Spanish football fans have urged heartbroken Matildas fans to get behind La Roja in the Women’s World Cup grand final on Sunday to take revenge against England.

Some Spanish fans living in Australia say despite cultural ties to England, the transition from Matildas fan to La Roja fan for one night will be easy, thanks to similar fan colours, relatable cultural traits and Australia’s long-standing sporting rivalries.

But revenge is the best reason to back Spain, according to Spanish fan and University of New South Wales (UNSW) football coach Guillermo Rubio, as well as Spain’s more enjoyable playing style.

Rubio coaches the UNSW Women’s team and works at the Spanish consulate in Sydney.

A man wearing an Australia-branded cap at a football stadium

Matildas fans should support Spain to get back at England, Guillermo Rubio says.(Supplied: Guillermo Rubio)

“It’s really nice to watch possession-based game and so for real football fans, I think it’s more enjoyable,” Mr Rubio said.

“Losing to England … probably they want to take revenge on them and see them out.”

Sydney-based talent manager Juanfra Delgado also says the Spanish playing style is the best reason to back La Roja.
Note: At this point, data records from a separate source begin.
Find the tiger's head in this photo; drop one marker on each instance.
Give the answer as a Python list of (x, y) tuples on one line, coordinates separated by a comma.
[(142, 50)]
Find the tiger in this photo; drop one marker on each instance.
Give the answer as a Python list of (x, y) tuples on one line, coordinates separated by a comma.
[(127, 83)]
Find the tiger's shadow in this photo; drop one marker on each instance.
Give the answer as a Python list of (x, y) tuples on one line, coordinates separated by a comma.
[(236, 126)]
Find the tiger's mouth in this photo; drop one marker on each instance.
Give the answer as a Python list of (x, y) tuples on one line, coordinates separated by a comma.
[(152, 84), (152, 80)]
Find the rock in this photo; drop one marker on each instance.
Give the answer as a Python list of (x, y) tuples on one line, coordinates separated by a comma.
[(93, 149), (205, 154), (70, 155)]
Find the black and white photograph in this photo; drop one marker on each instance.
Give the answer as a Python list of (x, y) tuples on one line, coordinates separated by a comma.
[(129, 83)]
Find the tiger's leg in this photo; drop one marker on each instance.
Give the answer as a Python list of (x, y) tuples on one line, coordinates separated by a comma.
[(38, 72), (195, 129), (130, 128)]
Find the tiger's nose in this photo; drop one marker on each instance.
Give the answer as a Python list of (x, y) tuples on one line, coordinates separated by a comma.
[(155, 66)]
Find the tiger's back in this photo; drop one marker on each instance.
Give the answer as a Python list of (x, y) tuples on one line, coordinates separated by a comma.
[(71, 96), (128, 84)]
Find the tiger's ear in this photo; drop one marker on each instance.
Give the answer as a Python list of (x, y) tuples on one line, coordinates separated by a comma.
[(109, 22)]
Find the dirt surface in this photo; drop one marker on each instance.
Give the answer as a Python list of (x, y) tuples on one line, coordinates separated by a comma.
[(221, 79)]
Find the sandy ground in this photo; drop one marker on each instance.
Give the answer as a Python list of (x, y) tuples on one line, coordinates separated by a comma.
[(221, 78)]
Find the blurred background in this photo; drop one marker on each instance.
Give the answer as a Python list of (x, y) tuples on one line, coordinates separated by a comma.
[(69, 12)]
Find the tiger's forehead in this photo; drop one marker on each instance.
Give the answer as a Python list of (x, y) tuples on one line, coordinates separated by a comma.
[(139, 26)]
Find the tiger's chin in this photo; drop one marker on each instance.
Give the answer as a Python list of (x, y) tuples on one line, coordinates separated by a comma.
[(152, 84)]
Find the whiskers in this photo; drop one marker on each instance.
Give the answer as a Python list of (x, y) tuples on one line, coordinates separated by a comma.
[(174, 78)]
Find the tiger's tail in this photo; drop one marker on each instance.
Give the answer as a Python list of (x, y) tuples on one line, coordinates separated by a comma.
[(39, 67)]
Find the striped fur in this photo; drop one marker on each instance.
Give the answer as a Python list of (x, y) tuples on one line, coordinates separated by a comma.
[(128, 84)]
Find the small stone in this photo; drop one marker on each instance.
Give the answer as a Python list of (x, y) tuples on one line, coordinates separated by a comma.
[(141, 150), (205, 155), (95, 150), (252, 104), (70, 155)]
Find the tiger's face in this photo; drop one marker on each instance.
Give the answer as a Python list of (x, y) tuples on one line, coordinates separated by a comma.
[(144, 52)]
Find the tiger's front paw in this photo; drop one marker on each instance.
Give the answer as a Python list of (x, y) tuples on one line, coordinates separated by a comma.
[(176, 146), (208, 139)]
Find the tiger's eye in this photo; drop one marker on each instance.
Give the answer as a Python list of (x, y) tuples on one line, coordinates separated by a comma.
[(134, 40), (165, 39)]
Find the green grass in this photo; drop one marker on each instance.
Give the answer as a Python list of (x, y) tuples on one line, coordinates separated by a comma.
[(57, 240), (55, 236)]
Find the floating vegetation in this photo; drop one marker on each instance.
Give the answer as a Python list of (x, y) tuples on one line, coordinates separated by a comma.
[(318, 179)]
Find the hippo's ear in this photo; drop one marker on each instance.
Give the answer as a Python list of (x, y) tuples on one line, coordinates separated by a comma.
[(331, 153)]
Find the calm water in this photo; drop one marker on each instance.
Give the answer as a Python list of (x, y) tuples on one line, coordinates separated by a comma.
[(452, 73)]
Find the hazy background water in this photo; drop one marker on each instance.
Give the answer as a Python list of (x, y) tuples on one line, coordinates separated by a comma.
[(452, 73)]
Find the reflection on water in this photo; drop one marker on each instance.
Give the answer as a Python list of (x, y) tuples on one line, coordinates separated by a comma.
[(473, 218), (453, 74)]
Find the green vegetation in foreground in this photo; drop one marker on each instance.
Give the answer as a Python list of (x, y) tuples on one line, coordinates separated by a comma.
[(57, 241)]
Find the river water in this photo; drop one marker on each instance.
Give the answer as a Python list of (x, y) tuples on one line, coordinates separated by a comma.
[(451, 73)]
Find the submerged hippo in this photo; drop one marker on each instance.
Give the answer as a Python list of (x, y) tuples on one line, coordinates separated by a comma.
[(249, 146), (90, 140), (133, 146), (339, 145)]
He names Alexia Putellas, the Spanish midfielder wearing number 11, as the main player to watch.

Putellas has won football’s most prestigious prize, the Ballon d’Or, twice in a row.

Two female soccer players battling for the ball on field.

Alexia Putellas (left) is one for new fans of Spain to embrace.(AP: Abbie Parr)

“They know how to play football and they have very good technique. They have very good feet,” Mr Delgado said.

“Trust me — if they [Matildas fans] go for Spain, they will watch good football, they’ll cheer for good football.”

Passionate fans and simple chants

Like “Aussie, Aussie, Aussie”, Spanish chants are straightforward, according to the director of the Spanish cultural organisation Instituto Cervantes.

A man wearing a red Spain-branded t-shirt holds his fist up

Spain plays an impressive brand of football, Mr Delgado says.(Supplied: Juanfra Delgado)

Coral Martinez Iscar says the main one is “yo soy español, español, español” which is repeated over and over and simply means “I am Spanish”.

There’s also “Oé, oé, oé”, which sounds like the “Olé, olé, olé” chant sung by many teams around the world, particularly those from Latin America.

While La Roja primarily wears red, the Spanish flag is red and yellow.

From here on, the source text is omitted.